# Fall means Hard Cider



## pen (Oct 12, 2010)

I've got a batch going now.  Winter will be about over by the time I get into it.  Always something nice to look forward too.







pen


----------



## wood spliter (Oct 12, 2010)

Hard cider??  Is that some kind of still?  Looks real cool.


----------



## BucksCoBernie (Oct 12, 2010)

nice. I have 6 gallons clearing. Will be ready around thanksgiving, christmas if i want to wait that long haha. Is that a better bottle carboy?


----------



## pen (Oct 12, 2010)

BucksCoBernie said:
			
		

> nice. I have 6 gallons clearing.
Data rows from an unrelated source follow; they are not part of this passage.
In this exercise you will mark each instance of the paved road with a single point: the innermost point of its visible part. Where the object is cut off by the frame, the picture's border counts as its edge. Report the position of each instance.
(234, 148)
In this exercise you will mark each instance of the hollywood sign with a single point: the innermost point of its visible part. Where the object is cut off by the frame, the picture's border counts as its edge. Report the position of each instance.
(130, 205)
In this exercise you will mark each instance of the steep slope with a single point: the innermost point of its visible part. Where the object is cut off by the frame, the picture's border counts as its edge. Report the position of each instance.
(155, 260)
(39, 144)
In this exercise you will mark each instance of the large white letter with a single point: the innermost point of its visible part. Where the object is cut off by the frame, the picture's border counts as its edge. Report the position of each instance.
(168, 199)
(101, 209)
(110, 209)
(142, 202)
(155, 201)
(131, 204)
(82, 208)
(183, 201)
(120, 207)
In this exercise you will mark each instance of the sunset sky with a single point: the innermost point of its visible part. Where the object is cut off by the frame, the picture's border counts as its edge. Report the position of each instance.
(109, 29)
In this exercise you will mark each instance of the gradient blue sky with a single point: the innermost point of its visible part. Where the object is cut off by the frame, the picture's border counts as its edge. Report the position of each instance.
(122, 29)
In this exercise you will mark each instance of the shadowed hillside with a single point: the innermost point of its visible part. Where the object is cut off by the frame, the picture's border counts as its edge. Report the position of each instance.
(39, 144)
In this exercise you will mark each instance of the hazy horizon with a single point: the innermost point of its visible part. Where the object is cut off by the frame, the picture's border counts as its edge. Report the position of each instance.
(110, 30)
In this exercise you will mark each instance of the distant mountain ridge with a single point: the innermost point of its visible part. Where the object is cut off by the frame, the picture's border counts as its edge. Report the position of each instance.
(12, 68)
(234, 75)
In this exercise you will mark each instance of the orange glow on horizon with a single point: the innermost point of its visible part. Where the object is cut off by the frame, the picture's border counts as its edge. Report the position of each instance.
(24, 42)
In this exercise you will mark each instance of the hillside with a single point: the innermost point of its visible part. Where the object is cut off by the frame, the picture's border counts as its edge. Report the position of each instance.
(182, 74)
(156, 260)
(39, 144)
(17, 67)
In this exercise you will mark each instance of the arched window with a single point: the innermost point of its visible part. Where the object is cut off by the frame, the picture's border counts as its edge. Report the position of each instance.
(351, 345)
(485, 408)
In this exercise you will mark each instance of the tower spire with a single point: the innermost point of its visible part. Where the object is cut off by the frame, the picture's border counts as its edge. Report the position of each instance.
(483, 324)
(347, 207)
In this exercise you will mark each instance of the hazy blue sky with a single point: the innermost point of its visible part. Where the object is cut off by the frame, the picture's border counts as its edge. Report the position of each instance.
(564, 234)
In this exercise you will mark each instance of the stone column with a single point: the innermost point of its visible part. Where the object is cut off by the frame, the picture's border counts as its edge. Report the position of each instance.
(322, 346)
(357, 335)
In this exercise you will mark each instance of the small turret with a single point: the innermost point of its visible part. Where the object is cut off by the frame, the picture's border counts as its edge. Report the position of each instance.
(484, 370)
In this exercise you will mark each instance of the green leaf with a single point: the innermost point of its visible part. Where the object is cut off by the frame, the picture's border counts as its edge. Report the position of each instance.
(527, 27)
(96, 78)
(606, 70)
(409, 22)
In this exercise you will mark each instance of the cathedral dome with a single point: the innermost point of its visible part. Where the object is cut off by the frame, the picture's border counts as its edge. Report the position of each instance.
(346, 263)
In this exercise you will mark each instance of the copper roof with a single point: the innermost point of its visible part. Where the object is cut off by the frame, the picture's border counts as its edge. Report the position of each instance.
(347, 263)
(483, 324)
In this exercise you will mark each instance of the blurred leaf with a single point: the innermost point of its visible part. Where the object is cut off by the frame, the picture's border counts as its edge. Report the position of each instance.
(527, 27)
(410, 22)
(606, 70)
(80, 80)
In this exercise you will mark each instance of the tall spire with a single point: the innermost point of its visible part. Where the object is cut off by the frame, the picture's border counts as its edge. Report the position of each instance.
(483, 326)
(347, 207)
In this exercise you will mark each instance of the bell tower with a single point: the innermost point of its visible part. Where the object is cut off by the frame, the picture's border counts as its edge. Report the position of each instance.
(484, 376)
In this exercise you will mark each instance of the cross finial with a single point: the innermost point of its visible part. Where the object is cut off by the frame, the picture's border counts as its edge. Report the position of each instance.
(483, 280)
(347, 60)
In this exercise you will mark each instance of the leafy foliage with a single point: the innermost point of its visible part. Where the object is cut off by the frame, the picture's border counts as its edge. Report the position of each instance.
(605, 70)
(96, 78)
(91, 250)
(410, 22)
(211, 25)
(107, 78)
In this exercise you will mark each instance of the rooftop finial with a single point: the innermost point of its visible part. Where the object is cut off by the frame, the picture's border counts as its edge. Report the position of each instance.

Will be ready around thanksgiving, christmas if i want to wait that long haha. Is that a better bottle carboy?



That name sounds awfully familiar so I'd imagine, but I'm not sure.  Where I've got it doing its business, I can't see under it to read the bottom right now.  I inherited it from a good friend so it's whatever he used.

Do you have a set time you let yours run for before you rack it?  Or do you just let it work till you feel like getting back to it.

pen


----------



## pen (Oct 12, 2010)

wood spliter said:
			
		

> Hard cider??  Is that some kind of still?  Looks real cool.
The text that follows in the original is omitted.